EDITED: 21 Sep 2011 05:34 by X3N0PH0N
From: 99% of gargoyles look like (MR_BASTARD)21 Sep 2011 07:32
To: Drew (X3N0PH0N) 22 of 35
I'm sorry to say that I agree with Peter on this. Reworking a whole site's graphics text because of design changes, rather than tweaking CSS, is bonkers. Besides, text (even pretty text) should be text, not graphics.
From: af (CAER)21 Sep 2011 09:33
To: Drew (X3N0PH0N) 23 of 35
A visual thing you say? (ironic that it tries very hard to look exactly like Photoshop)

Ok it only does gradients, but still, I'm sure it wouldn't be too hard to knock together a text-shadow (or box-shadow) example. In fact, I might just do that...

edit:
Plus, it's more than just "a few clicks in Photoshop" – you first need to create the image, specifying what size you want it, then enter the text, then do a few clicks, then need to upload it to the server in the right place, then change some text files to actually reference the image, then like Peter said, possibly make another version that looks good on a smaller screen.

Also, using CSS like this means you can make your fancy effects big as you like without affecting filesize, and including it in an existing CSS file means one less HTTP request, = faster site.
EDITED: 21 Sep 2011 09:38 by CAER
From: Drew (X3N0PH0N)21 Sep 2011 09:57
To: af (CAER) 24 of 35
You're missing my point. Even if there were a visual thing which did everything CSS can currently do, which that certainly isn't, it would be able to do about 0.01% of what Photoshop can do.
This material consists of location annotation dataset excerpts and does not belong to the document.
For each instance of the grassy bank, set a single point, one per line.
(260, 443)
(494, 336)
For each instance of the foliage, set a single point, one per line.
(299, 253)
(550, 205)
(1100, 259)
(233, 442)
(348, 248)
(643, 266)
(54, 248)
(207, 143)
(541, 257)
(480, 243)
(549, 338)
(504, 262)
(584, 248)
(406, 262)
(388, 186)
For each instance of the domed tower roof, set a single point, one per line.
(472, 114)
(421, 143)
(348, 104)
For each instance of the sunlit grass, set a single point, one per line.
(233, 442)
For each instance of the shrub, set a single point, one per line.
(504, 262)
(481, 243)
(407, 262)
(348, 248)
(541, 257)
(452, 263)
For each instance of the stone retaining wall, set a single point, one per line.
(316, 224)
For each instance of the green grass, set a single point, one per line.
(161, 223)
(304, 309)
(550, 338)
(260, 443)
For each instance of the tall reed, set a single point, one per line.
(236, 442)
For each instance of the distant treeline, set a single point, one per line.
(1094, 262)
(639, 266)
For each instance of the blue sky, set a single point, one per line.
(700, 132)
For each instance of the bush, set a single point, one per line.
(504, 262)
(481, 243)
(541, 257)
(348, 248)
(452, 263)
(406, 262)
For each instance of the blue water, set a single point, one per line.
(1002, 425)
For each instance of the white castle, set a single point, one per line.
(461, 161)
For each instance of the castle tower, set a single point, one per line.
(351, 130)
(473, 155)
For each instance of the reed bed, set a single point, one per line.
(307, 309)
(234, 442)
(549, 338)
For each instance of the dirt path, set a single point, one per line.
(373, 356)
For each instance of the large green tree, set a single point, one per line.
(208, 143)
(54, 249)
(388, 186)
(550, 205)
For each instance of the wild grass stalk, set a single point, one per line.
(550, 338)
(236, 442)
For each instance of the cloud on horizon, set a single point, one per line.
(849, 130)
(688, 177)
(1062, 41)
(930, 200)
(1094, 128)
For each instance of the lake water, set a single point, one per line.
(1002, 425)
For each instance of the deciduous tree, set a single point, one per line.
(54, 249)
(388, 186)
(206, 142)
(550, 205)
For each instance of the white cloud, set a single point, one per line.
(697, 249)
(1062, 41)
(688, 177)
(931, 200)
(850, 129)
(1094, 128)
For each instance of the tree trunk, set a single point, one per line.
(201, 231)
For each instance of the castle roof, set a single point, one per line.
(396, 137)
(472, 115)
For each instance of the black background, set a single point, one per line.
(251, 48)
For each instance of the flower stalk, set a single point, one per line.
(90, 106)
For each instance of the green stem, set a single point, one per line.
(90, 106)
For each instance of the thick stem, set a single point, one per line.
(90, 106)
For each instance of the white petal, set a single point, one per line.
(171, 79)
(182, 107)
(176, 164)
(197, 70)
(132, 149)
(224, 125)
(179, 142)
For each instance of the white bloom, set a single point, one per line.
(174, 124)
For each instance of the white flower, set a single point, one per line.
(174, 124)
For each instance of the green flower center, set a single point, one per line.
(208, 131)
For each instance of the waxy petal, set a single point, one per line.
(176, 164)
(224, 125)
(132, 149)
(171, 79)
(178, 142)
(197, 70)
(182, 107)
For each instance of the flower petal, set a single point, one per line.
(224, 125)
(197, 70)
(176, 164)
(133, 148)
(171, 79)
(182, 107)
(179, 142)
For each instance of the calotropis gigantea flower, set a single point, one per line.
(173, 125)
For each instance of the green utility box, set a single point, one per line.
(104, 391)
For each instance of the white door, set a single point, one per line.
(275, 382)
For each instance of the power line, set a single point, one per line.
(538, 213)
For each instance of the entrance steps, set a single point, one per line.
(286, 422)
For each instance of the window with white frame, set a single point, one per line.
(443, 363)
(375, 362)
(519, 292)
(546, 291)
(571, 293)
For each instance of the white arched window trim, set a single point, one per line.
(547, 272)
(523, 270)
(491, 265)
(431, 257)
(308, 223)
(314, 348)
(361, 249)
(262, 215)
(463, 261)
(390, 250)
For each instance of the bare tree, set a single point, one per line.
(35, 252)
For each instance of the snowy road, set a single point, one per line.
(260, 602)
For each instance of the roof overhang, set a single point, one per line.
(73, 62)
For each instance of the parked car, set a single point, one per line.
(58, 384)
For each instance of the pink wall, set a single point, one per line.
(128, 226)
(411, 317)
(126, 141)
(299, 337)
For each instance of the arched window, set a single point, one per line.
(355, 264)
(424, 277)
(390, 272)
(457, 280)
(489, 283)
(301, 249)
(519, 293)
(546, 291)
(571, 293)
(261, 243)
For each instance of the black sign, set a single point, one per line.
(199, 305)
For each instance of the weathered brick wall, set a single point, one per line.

As I say, if you want something very trivial or looking like 1990s home-publishing then great, CSS has caught up. If you want something genuinely rich you still have to use Photoshop anyway.

The few clicks thing was clearly hyperbole. For anything beyond the most trivial of decorations, it's going to be far quicker to do with direct manipulation and feedback.

quote:
Also, using CSS like this means you can make your fancy effects big as you like


The tiny subset of fancy effects which CSS can now do.

quote:
without affecting filesize


Cos people really notice a 20k hit these days.

quote:
one less HTTP request


1. You're scraping the bottom of the barrel now 2. You're well aware that you can put image data in CSS anyway.
From: af (CAER)21 Sep 2011 10:19
To: Drew (X3N0PH0N) 25 of 35
Ok, you're right in that Photoshop can do a lot more than CSS, and for things that need it, it's certainly the preferable tool.

But, and this was kinda my point I guess, not every situation requires it; there are valid situations where using CSS would be a better choice.

It ties into the point Truffy made, too: if the text is integral to the content of the page, then it should be styled with CSS; if not, sure, an image might be better.

And the point about HTTP requests and filesize was that these things often aren't used in isolation: sure, a 20K image is not much to be concerned about, but once you start using them all over the place, the weight starts to add up.

Plus, there are other advantages to using CSS, mostly relating to maintenance: you could use the same basic effects but with different colours for different areas of a site (versus creating different images for each, which yes, I know, could be combined into a sprite and possibly inlined in the CSS), you can animate the CSS (or use Flash, I guess), you can change the text on the fly, perhaps in response to a user login, I dunno. There's lots of things you can do with it that either aren't possible with just images, or that start to get unwieldy (or require Flash).